Investigação formal aberta após decisão polêmica! Corregedor Campbell aciona câmara contra desembargador Magid Nauef Láua. Absolvição chocante em caso de estupro infantil causa repúdio. Saiba mais!
O Corregedor Nacional de Justiça, ministro Mauro Campbell, deu início a uma investigação formal após a decisão controversa do Tribunal de Justiça de Minas Gerais (TJMG) e do desembargador Magid Nauef Láua. O caso envolveu a absolvição de um homem de 35 anos acusado de estupro de uma criança de 12 anos, gerando forte reação de diversos setores, incluindo o Ministério Público e o Conselho Nacional de Justiça.

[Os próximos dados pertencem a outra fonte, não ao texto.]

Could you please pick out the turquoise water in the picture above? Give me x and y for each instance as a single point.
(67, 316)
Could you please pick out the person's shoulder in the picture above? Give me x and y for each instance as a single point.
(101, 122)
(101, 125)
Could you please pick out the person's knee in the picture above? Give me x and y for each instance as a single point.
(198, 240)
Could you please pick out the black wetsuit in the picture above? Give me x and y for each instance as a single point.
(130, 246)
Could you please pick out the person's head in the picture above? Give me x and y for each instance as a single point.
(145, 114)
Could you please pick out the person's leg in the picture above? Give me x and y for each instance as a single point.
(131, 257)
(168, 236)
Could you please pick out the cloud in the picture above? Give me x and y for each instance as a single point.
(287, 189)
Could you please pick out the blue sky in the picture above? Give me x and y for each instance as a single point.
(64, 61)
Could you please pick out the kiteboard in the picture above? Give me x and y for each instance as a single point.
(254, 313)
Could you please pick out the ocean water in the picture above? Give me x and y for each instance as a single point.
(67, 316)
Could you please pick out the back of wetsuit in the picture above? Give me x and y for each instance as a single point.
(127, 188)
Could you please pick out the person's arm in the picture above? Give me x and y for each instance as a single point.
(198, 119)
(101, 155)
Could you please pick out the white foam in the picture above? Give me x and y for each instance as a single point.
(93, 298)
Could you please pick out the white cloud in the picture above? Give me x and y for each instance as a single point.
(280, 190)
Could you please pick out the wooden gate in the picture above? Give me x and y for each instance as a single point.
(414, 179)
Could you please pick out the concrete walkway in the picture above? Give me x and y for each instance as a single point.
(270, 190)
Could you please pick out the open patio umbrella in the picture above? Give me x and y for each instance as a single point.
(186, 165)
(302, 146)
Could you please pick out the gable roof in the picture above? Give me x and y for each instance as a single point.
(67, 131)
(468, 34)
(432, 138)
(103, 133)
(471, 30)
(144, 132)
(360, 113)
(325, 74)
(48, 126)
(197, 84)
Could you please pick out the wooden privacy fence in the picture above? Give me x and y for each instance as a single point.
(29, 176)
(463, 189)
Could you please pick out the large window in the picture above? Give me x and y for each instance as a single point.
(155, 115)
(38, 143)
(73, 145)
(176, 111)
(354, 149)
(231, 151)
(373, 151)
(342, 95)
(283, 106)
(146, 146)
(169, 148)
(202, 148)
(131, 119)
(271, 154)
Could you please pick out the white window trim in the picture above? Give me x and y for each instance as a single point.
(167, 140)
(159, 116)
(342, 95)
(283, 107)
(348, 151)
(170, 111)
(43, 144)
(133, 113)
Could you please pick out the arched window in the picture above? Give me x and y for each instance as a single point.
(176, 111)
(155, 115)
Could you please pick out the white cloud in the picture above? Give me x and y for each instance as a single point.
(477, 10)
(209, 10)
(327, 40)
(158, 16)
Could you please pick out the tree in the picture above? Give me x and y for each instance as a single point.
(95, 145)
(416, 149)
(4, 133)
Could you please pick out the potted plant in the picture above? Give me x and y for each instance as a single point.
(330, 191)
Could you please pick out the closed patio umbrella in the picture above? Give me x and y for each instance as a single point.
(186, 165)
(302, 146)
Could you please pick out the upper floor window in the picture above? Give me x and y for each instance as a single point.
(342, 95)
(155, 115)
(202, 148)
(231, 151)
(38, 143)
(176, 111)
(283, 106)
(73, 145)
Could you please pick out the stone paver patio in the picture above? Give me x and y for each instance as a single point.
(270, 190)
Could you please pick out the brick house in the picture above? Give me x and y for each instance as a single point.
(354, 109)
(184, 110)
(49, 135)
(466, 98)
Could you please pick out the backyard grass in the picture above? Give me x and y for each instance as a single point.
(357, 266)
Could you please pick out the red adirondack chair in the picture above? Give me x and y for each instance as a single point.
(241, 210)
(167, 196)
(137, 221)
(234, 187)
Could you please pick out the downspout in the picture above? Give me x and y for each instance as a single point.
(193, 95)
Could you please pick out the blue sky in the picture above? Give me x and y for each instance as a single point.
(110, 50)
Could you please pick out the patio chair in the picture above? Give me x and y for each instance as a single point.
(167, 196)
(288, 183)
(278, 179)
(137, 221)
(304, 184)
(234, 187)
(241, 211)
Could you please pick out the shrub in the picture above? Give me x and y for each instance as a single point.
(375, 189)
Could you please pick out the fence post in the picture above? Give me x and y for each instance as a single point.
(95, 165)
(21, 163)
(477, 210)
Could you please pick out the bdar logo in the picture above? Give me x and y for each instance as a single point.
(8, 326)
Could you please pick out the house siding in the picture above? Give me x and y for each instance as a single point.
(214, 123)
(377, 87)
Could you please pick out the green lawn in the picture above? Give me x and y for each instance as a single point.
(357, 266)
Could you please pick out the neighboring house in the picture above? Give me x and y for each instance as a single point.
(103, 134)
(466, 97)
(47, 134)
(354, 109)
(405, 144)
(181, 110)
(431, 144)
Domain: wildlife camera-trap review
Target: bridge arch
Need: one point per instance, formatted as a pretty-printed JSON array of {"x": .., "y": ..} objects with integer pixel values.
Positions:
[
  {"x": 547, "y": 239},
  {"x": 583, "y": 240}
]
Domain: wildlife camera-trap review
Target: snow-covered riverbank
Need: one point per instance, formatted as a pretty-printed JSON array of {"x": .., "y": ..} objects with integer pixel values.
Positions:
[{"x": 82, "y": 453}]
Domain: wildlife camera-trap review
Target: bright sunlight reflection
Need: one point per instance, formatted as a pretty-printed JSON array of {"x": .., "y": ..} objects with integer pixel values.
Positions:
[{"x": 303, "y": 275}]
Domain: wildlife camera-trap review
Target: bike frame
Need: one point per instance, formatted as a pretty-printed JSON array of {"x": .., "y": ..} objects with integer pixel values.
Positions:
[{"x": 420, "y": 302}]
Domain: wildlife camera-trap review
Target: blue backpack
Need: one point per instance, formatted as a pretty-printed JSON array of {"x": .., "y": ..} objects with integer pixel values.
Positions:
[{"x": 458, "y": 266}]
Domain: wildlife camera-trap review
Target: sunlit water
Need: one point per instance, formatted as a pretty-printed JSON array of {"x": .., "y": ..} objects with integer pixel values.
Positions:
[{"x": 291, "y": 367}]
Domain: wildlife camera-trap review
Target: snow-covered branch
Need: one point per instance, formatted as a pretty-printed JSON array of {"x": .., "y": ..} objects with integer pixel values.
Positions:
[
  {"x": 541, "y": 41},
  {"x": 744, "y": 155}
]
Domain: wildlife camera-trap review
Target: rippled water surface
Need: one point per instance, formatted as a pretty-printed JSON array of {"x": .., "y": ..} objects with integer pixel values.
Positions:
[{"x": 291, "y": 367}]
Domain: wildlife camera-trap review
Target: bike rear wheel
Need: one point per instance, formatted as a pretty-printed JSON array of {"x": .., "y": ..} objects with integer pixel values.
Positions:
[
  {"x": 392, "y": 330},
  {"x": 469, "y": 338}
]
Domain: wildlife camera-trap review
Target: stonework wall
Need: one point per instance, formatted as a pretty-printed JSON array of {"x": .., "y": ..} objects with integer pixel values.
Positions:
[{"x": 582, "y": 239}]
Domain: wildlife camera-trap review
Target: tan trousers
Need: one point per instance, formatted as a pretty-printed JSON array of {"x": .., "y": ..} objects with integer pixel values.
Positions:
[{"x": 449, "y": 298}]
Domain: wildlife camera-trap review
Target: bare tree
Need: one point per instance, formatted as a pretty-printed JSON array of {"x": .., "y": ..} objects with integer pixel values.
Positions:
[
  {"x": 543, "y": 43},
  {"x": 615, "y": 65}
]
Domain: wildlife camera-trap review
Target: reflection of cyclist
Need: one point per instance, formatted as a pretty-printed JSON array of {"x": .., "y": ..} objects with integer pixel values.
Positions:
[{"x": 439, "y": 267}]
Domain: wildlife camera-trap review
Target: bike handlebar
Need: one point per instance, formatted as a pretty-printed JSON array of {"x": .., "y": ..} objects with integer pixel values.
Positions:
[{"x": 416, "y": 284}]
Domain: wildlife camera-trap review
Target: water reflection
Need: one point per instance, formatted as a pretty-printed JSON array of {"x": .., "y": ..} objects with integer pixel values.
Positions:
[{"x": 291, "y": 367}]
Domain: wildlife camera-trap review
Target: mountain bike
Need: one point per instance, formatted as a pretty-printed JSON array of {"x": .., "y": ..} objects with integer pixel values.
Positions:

O desembargador Magid Nauef Láua justificou a absolvição argumentando que o réu e a vítima possuíam um “vínculo afetivo consensual”. Essa avaliação levou à anulação da sentença original, que condenava o suspeito a nove anos e quatro meses de prisão, determinada pela 9ª Câmara Criminal do TJMG.
O tribunal decidiu manter o processo sob sigilo, o que intensificou as críticas e a busca por esclarecimentos.
Diante da repercussão, o Corregedor Nacional de Justiça determinou que o TJMG e o desembargador prestassem informações detalhadas em um prazo de cinco dias. O Tribunal de Justiça de Minas Gerais informou que colaboraria com a investigação, prometendo fornecer “todos os esclarecimentos necessários” e adotar as medidas solicitadas pelo Conselho Nacional de Justiça.
O Ministério Público de Minas Gerais (MPMG) também se manifestou, indicando que analisaria a decisão e buscaria garantir a aplicação da jurisprudência do Superior Tribunal de Justiça.
O MPMG ressaltou que a legislação considera qualquer relação sexual com menores de 14 anos como estupro de vulnerável, sem espaço para consentimento ou anuência. A Ordem dos Advogados do Brasil (OAB) também se manifestou veementemente, repudiando a decisão do TJMG e citando o Código Penal Brasileiro, que proíbe relações sexuais com menores de 14 anos, independentemente de consentimento ou circunstâncias.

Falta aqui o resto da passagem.